The EEOC brought its case against Orion before it published its wellness plan regulations—and before promulgating its 30% rule. Nevertheless, the EEOC asserted that the cost of not participating in Orion’s HRA (i.e., having to pay 100% of the premium instead of 0%) was so great as to make the program involuntary.

The Court’s Holding

The court deferred to the EEOC’s position that the ADA’s safe harbor does not apply to wellness programs, but concluded that Orion’s program was voluntary—and therefore did not violate the ADA. The court held that “even a strong incentive is still no more than an incentive.” According to the court, the fact that the cost of not participating in the HRA was high (having to pay 100% of the premium) was not enough to make the program involuntary: “This choice may have been difficult, but is a choice nonetheless.”

At the same time, however, the court noted that Orion’s HRA would violate the requirements of the EEOC’s May 2016 regulation, had the regulation been in effect—signaling that Orion’s victory probably will have only limited significance for future cases.

Where Do We Go From Here?

The Orion decision endorses the EEOC’s position on wellness programs for 2017 and future years.

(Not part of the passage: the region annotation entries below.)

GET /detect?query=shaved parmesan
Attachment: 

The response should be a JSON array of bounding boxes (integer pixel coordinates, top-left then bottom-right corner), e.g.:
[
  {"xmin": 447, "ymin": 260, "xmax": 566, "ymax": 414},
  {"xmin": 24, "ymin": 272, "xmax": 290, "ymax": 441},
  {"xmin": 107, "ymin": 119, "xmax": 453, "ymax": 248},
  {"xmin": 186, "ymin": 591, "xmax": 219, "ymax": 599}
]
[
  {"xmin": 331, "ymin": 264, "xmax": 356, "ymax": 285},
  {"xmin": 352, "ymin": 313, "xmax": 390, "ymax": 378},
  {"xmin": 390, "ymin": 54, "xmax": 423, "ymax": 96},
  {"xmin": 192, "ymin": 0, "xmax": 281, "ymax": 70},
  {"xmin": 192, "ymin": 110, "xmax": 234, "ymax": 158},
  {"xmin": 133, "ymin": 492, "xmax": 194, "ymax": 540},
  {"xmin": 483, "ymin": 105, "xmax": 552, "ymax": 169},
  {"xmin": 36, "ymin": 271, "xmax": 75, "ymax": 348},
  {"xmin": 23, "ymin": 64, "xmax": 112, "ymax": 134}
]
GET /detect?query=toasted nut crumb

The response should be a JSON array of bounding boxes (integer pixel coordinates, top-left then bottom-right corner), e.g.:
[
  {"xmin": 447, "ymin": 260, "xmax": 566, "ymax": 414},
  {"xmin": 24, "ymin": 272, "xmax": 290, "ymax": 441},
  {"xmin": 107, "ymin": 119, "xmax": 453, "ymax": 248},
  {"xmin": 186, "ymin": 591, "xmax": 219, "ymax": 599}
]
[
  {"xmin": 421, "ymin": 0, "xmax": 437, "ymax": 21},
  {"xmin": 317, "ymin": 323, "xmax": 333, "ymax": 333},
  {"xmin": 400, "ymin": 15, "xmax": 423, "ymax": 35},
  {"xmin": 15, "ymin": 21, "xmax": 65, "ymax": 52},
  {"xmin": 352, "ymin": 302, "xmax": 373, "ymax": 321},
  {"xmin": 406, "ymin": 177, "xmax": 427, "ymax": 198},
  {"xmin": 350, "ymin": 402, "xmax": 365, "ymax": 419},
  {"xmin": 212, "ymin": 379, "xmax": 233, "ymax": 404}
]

At the same time, it is only one case in a federal district court. The Orion court was not authorized to overturn the Eleventh Circuit’s decision in Seff v. Broward County, 691 F.3d 1221 (11th Cir. 2012), that the ADA’s underwriting safe harbor can apply for wellness programs; and the same issue is currently on appeal to the Seventh Circuit in EEOC v. Flambeau, Inc.

Although the issues have not yet been fully resolved by the courts, the path of least resistance is to follow the EEOC’s new regulations for 2017 and future years. The new regulations will require some changes to popular programs, as well as new notice requirement; but the combination of regulations from the EEOC and HHS appear to provide a workable roadmap for wellness programs going forward.